Fabiane Tessari, coordenadora de biodiversidade e parques da Comissão de Meio Ambiente da Ordem dos Advogados do Brasil em São Paulo.

Marina, do ICMBio, lembra ainda modelos de parceria de sucesso com entidades do terceiro setor, como o Parque Nacional da Serra da Capivara e o das Cavernas do Peruaçu, com o Instituto Ekos, que abriu um fundo para angariar recursos e desenvolver o turismo local.

— Cada parque tem um tipo de solução e a parceria com ONGs é também uma excelente alternativa —diz ela.

Desde que assumiu a concessão dos parques nacionais de Aparados da Serra e Serra Geral, região de cânions entre os estados do Rio Grande do Sul e Santa Catarina, há um ano e meio, a concessionária Urbia Cânions Verdes investiu em infraestrutura, segurança e serviços de alimentação. Mas a melhoria dos serviços e as opções dentro do parque, sozinhas, não são suficientes para alavancar o turismo.

Fabiano Souza, secretário de Turismo de Cambará do Sul (RS), uma das principais portas de entrada do parque, afirma que foi vendida na região a ideia de retorno econômico rápido, que não ocorreu.

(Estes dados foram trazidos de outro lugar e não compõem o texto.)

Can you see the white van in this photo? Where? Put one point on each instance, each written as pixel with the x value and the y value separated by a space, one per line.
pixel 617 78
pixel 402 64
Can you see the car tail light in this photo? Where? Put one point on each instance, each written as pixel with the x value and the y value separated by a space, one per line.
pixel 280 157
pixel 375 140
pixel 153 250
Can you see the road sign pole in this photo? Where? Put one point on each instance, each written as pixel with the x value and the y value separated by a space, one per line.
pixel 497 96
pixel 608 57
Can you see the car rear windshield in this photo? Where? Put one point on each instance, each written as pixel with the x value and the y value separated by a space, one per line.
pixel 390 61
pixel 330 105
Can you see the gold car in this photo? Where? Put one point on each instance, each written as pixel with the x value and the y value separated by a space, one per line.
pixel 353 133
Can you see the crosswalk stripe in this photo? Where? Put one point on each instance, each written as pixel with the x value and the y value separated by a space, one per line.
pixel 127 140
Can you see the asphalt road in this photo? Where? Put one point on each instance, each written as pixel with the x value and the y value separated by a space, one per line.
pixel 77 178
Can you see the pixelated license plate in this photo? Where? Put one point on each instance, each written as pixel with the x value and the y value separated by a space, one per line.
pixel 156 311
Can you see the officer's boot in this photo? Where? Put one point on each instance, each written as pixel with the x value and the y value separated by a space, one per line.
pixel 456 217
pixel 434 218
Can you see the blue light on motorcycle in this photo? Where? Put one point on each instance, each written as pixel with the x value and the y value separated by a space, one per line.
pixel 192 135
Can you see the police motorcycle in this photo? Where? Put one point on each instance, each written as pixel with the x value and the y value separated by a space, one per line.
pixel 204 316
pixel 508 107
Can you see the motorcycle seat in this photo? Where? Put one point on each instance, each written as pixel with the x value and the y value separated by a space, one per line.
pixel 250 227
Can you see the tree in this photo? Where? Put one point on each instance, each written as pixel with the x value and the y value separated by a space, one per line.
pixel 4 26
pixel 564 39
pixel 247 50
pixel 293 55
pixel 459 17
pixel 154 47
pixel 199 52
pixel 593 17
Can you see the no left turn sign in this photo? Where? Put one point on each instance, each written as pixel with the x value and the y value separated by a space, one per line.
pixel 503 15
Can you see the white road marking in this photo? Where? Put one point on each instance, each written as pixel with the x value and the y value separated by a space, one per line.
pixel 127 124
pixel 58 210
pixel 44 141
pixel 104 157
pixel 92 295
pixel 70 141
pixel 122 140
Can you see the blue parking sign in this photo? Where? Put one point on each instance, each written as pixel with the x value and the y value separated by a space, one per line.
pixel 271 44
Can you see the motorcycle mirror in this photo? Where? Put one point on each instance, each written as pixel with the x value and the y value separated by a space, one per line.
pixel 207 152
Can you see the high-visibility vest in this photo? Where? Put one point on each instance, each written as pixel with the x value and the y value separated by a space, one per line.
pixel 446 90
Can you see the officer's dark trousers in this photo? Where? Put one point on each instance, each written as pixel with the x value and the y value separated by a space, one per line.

As duas principais estradas de acesso ao parque pelo estado ainda são de pedra ou terra, diz ele, ao falar das melhorias que ainda não foram feitas:

— Muito do que foi pensado não aconteceu. Na época da concessão foi vendido um milagre econômico, mas as coisas são muito mais lentas. Sem contar os problemas econômicos, como o preço dos combustíveis e a inflação, que deixam o turismo das famílias em segundo plano.